Jack Daniel's '1913' Gold Medal Series 1 Litre 1998
Jack Daniel's is the best-selling American whiskey in the world. Despite that fact it can legally be categorised as a straight bourbon, it has always shunned this title, preferring to market itself as a Tennessee Whiskey. These are similar to straight bourbons but have the additional requirement of having been filtered through maple wood charcoal, a practice known as the Lincoln County Process. History has not always given the distillery an easy ride though. Tennessee was an early adopter of Prohibition in 1910, and one of the last to repeal it in 1938 (five years later than the repeal at Federal level).
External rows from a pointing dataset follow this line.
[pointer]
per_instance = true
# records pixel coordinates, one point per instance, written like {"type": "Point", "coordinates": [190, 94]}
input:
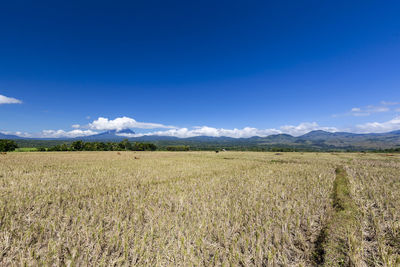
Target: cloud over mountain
{"type": "Point", "coordinates": [123, 123]}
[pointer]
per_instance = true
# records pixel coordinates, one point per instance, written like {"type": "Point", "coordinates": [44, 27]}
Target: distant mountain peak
{"type": "Point", "coordinates": [127, 131]}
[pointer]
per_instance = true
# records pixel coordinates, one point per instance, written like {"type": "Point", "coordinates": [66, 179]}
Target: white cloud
{"type": "Point", "coordinates": [18, 133]}
{"type": "Point", "coordinates": [123, 123]}
{"type": "Point", "coordinates": [380, 127]}
{"type": "Point", "coordinates": [368, 110]}
{"type": "Point", "coordinates": [9, 100]}
{"type": "Point", "coordinates": [388, 103]}
{"type": "Point", "coordinates": [62, 133]}
{"type": "Point", "coordinates": [237, 133]}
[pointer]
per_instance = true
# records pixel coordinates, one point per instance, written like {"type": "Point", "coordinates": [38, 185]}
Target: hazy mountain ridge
{"type": "Point", "coordinates": [315, 139]}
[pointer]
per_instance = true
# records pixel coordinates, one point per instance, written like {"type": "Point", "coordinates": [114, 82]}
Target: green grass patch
{"type": "Point", "coordinates": [343, 235]}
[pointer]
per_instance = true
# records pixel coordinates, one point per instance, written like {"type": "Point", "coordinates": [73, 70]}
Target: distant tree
{"type": "Point", "coordinates": [64, 147]}
{"type": "Point", "coordinates": [177, 148]}
{"type": "Point", "coordinates": [77, 145]}
{"type": "Point", "coordinates": [7, 145]}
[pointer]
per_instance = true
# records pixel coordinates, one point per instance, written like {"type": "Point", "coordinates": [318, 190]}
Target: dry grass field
{"type": "Point", "coordinates": [199, 209]}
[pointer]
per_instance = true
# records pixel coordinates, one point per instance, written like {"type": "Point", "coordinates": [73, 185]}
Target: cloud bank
{"type": "Point", "coordinates": [9, 100]}
{"type": "Point", "coordinates": [246, 132]}
{"type": "Point", "coordinates": [123, 123]}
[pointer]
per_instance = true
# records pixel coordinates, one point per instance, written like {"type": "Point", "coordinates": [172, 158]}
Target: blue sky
{"type": "Point", "coordinates": [189, 68]}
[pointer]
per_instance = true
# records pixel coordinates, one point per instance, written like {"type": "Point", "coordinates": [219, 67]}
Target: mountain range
{"type": "Point", "coordinates": [315, 140]}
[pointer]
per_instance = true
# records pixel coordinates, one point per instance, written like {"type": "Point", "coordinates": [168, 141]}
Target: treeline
{"type": "Point", "coordinates": [389, 150]}
{"type": "Point", "coordinates": [102, 146]}
{"type": "Point", "coordinates": [177, 148]}
{"type": "Point", "coordinates": [7, 145]}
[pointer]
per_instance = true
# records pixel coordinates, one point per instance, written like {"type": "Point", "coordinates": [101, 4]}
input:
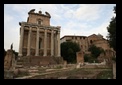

Even today the distillery is still located in a "dry" county, meaning none of its products are sold in its hometown or those around it. The distillery was then only operational for four years before being forced to close again during the second world war. Ten years later it was purchased by the Brown-Forman corporation and its fortunes turned for good. Its classic black-labelled Old No.7 brand (named after the distillery’s original DSP number) is now a globally recognised product.
A limited bottle of Jack Daniel's, released in 1998 this was the third part of the Gold Medal Series, which celebrated each one won buy the distillery.
This is the 1913 version, celebrating the third medal, this time won at at a competition in Ghent, Belgium. This was the first medal won by the distillery after the death of Jack Daniel himself in 1911.